Researchers led by Kenneth Walsh, Ph.D., director of the Whitaker Cardiovascular Institute at the Boston University School of Medicine, divided mice into two groups: those that ate "normal chow," and those that ate a diet specially formulated to be high in fat and sugar.

After four weeks on the high-fat, high-sugar diet, the mice's brown fat became dysfunctional and couldn't do its job properly. The fat also experienced a 51 percent reduction in mitochondria, which is the cell machinery in brown fat that breaks down white fat for energy. As a result, the cells had actually "whitened," which means they took on large droplets of lipids -- the fatty acids that make up most of a white fat cell.

In terms of overall health, the mice that ate the high-fat, high-sugar diet were significantly heavier than the mice that ate the normal chow. They were also more resistant to insulin, indicative of pre-diabetes or diabetes.

The researchers hypothesized that the high-fat, high-sugar diet and subsequent obesity had degraded the mice's blood vessels, choking off oxygen supply to the fat cells and thus killing the mitochondria that makes brown fat special.

To confirm their guess, Walsh's team injected the brown fat of the mice that consumed the high-fat, high-sugar diet with the Vegfa gene, known for its ability to promote blood vessel growth. These mice gained back some of their brown fat function, showing that the blood vessels that supply cells with oxygen are key to the healthy functioning of brown fat. Their diabetes also started to retreat, highlighting the importance of brown fat for metabolic health.

obesity

Researchers compared the blood vessels and the fat cells of both the normal chow mice (NC) and the high-fat, high-sugar mice (HFHS). Image F shows that the normal chow mice's blood vessel structure was a denser network than the high-fat, high-sugar mice's in both brown fat (BAT, brown adipose tissue) and white fat (WAT, white adipose tissue).

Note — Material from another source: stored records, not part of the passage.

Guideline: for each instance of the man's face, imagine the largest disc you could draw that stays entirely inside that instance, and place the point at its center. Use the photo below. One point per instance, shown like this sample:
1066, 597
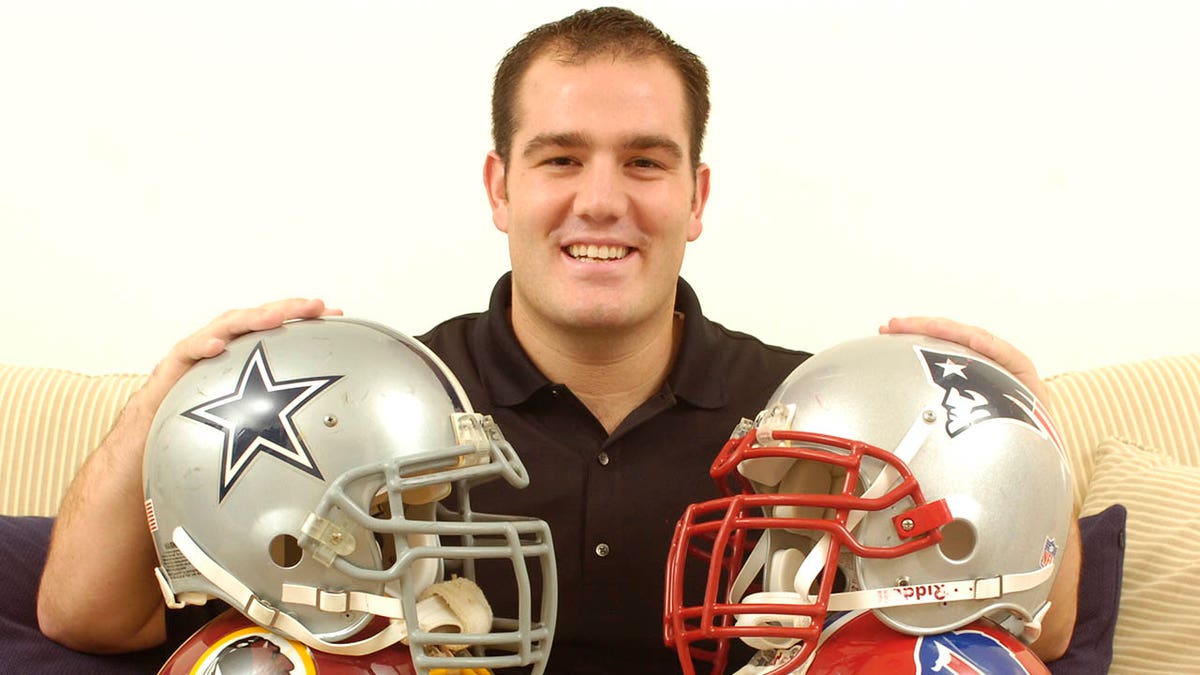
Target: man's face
599, 197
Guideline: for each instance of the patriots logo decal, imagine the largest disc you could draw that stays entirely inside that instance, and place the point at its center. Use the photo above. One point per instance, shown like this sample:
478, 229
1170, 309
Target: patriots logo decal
257, 418
966, 652
977, 392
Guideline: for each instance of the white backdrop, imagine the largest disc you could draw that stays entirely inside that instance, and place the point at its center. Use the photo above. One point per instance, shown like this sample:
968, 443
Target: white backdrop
1032, 167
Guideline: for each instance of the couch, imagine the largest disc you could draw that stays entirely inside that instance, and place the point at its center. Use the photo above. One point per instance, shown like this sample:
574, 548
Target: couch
1132, 434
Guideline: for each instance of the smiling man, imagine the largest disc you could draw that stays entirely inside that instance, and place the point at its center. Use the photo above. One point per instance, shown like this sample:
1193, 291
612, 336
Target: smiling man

Image G shows that the high-fat, high-sugar mice's brown fat had taken on a lot of lipids, which made them similar in appearance to white fat.

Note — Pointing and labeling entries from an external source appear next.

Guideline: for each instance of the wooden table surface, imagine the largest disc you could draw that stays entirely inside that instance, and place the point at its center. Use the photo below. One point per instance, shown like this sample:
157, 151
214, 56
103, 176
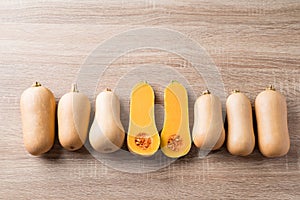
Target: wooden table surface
251, 43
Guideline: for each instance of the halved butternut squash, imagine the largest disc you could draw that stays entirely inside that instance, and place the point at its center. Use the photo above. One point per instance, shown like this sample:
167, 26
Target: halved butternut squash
142, 138
175, 136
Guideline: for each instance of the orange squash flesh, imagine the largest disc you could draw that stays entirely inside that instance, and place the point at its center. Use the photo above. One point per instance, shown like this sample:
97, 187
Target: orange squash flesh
175, 136
143, 138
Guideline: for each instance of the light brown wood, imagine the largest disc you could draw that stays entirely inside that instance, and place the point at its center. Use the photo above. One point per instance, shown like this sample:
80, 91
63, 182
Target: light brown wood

Of course, the study was a pre-clinical trial that involved mice. Walsh believes that more research is needed to figure out just how important brown fat is to adult humans, considering how little of it we have compared to mice.

Brown fat's potential is enormous. According to brown fat researcher Shingo Kajimura, Ph.D., of the Diabetes Center at the University of California, San Francisco, 50 grams of the stuff can burn energy equal to about 10 pounds of white fat a year. This has research labs all over the world racing to find a way to either increase its supply or try to get white fat to act more like brown fat, which would increase the metabolic rate of obese people.

But finding the answer to this requires a full understanding of brown fat --- including why it seems to die off in the first place. And that's exactly what Walsh's experiment sought to examine.

"We need to understand these processes because we want to get the white adipose tissue to become more functional, to become more brown-like," said Walsh. (Researchers call fat "adipose tissue.") "How will we correct the problem if we don't really understand what the problem is?"

The next step, Walsh explained, is to collaborate with other labs who are doing research on humans and compare notes on the role of the vascular system in brown fat.

"We're looking to see whether obese, diabetic and aging individuals have a reduction in vascularity in their brown adipose tissue," said Walsh. "That seemed to be the trigger that led to the brown adipose tissue degradation in mice."

The takeaway for now, said Walsh, is that people should understand just how intertwined fat and the cardiovascular system are. If you do right by your heart and blood vessels, you'll be supplying your fat cells (both white and brown) with the oxygen they need to function properly. And properly functioning brown fat cells mean that more white fat cells can get burned up for energy, which could help keep you at a healthy weight.

The best way to strengthen the cardiovascular system is -- no surprise -- exercise.

"Exercise is a drug," concluded Walsh. "We know it's good for our cardiovascular system, but this explains why it's also good for our fat, too."